See, not only are my MOs cute, they're also really encouraging and helpful.

I took photos of my first echo snaps. Baby's First Echo!
Literally, because that baby had his first echo done then. Hehe.

*****

My biggest achievement has got to be the fact that I have been able to gain weight during the entirety of this posting. I'm not even kidding. I gained like 4 kgs- that's like 1 kg per month!

And my final assessment is coming up soooooonnnnnn
I should be studying!



So those are my random train of thoughts for this post.





Wednesday 15 June 2016

I have feelings, too...

On the verge of tears, I told my groupmates on the next shift that I was sorry.

"I had no time to do a proper passover... I was so busy until now, and now that things have gotten a little calmer all I can do is stare into space and simply... breathe."

*****

I went up and down a flight of stairs, carrying heavy items in my arms, with the adrenaline rush propelling me- the adrenaline rush of possibly having to resuscitate new lives; possibly having to see a limp, silent, blue baby- and changing it to a moving, crying, pink monster (in the best way possible). Without a drop of liquid to ease my parched throat or soothe my cracked lips, I ran around and dealt with clerking sheets, blood taking, stand-bys; Heard loud crying that soothed each of the worrying wait.

When I finally got back to the ward and had time to sit and do a review of the patients admitted, I was met with people asking me to explain my management, or confirm them, or those who simply wanted to know the condition of their children.

I tried and mostly succeeded at being positive, smiling at every one at least once.
When they questioned me repeatedly, I tried to keep my cool. I did, even.
(Then I slumped down in my seat behind the counter and held my head in my hands, holding in the pounding headache, before trying to continue my written work again- only to be interrupted within a few sentences, until visiting hours were over).

Then, after countless emergency calls and sudden orders for blood taking- over 13 hours of it, among others- I went into a cubicle where a baby, connected to various machines to monitor its well-being, lay, precariously, on some water-filled gloves. Those of you who have been in this situation probably have an inkling of what happened to the baby. My MO suddenly asked me to take its blood after asking it earlier from someone else who went away to attend another case.

I asked permission from the SN in charge of the cubicle if I could take the baby to the procedure room to take its blood.

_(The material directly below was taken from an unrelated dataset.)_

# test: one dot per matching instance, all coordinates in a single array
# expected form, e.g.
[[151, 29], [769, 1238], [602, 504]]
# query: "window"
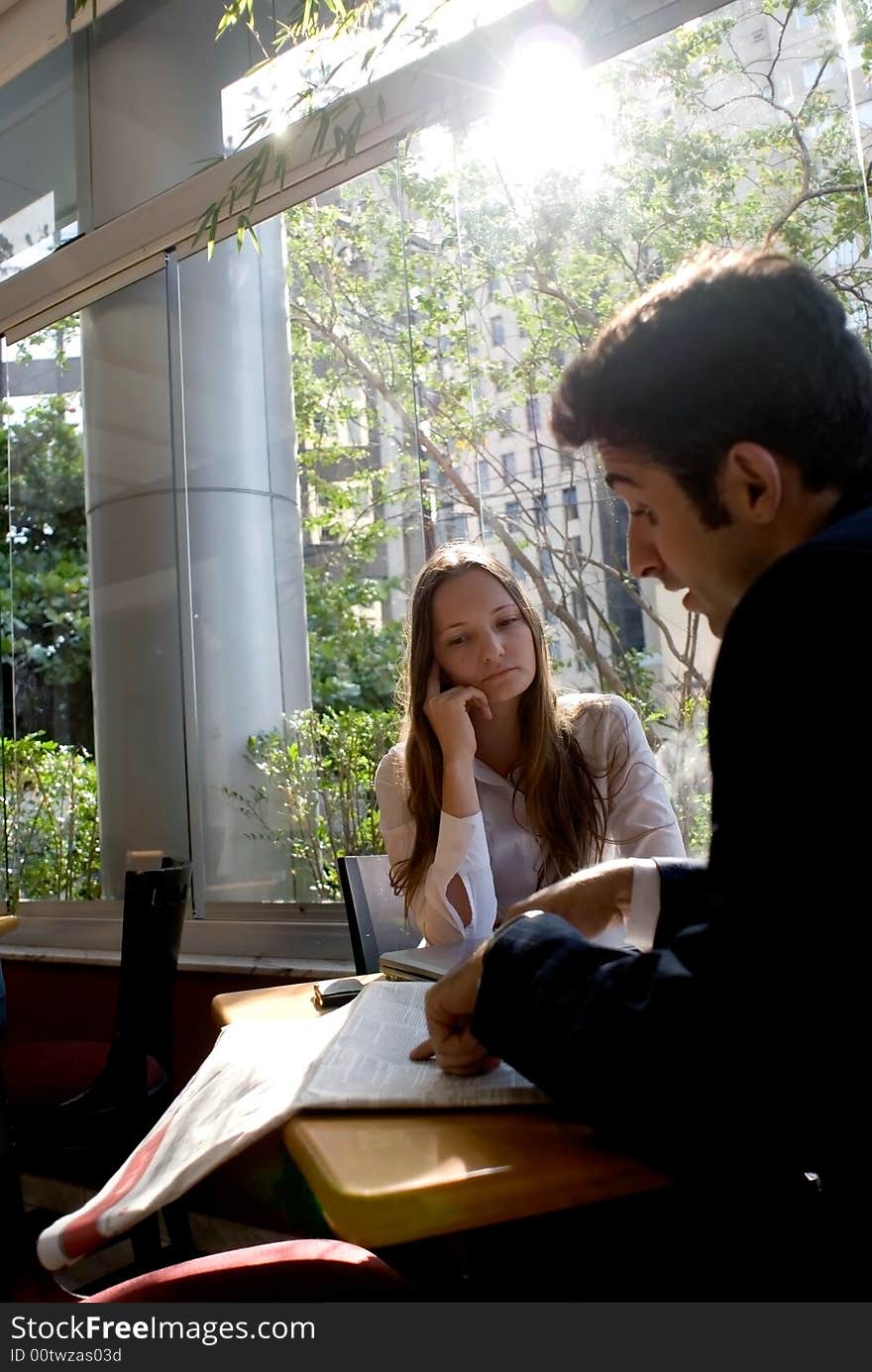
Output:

Politely. It is, in my experience, the proper thing to do- sometimes we take the baby without informing them, and get into trouble with the SN in charge for 'stealing her children'.

And the SN retorted: "Dr, takkan itu pun nak tanya saya? Dr dah berapa lama kerja kat sini? Ambil je lah, asalkan Dr letak semua benda balik dekat dia. Jangan jadi macam tadi, drip pun tak jalan lepas ambil darah!"

From at least 2 different SNs, these remarks were made to me from across the room, in different voices and tones and words.

Perhaps I intruded in their post-iftar discussion on things that didn't involve ward work. Maybe some of them were tired, too.

But none of them came as early as I did; in fact all of them arrived at most 6 hours after I started work. None had to run around the hospital and all stayed in the comfortable, air-conditioned setting of the ward. And I certainly wasn't the one who did not continue the drip. In fact, in other wards the SNs acknowledge that they will be in charge of restarting the drip and are too happy to help us do so- but that's another thing entirely.

Now, I'm usually rather bubbly. One SN in particular in the ward is constantly reminding me of how cheerful and generally polite I am. But hearing that, instead of dismissing it as usual with my apologetic grin, I kept quiet and immediately got to removing the many monitoring wires on the baby in an effort to push it to the procedure room. I could feel my expression changing. I could faintly feel the stinging of tears behind my eyes.

I was so emotional I got upset at myself.
Why was I weighing my effort against theirs? I shouldn't do such a thing! I try every day not to do it, in fact. But when someone speaks so offensively to me, I can't help the negative rush of emotions that flooded me in self-pity. That made my sincerity flicker, even just a little, into pettiness.

Perhaps noticing my change in demeanour, the SN who was most vocal almost immediately said that she was flustered with all that's been happening (in Malay terms), though it was far from an apology. I did not respond in fear of having them hear me sound upset; I kept my mouth shut and gently handled the baby, finally pushing it to my destination, as the SNs returned to their discussion.

Once there, the new tagger in the ward asked me what I was doing, and other things. I kept my answers short while trying to not sound rude. By then, in all honesty, I was thinking bitterly of how carefree the tagger is, feeling less responsible for the bulk of the work that day and not having to run around for the mere fact that she is new and not familiar with the work. But I thought again that I shouldn't be bitter; the entire time, I thought that maybe, unlike me, she is more shy and that is why she rarely asks to help around, instead asking only when she thinks she can do something. Maybe, somehow, I intimidate her. And at the very least, the small amount of help she offers me is better than no help at all- even if it came at the end of the day.

I was being very bitter, and honestly I was disappointed in myself. I might not have been so different if the ward were that busy during my tagging period.

So I concentrated on my task at hand, and succeeded, and then returned the baby to the cubicle. This time, when I asked something to the SN, she did not snap. I managed a weak smile at one of her remarks.

I wanted to run to the bathroom and cry because I was so tired and the snappy remarks they made at me were the straws that broke my back. But then my next shift came, and the understanding remarks from my colleagues- nay, dear friends- made up for it.

For as I apologetically told them that I did not do a proper passover, they patted my shoulder and told me they understood. That they've been there just yesterday, and that they will look over everything again, and that I shouldn't worry. I should just go home and rest for tomorrow.

Tomorrow.

Sometimes, all you need is a little bit of kindness...
And a place to vent.

Monday 6 June 2016

Ramadan Kareem!

So here I am, celebrating my first Ramadan as a working person. Ramadan Kareem!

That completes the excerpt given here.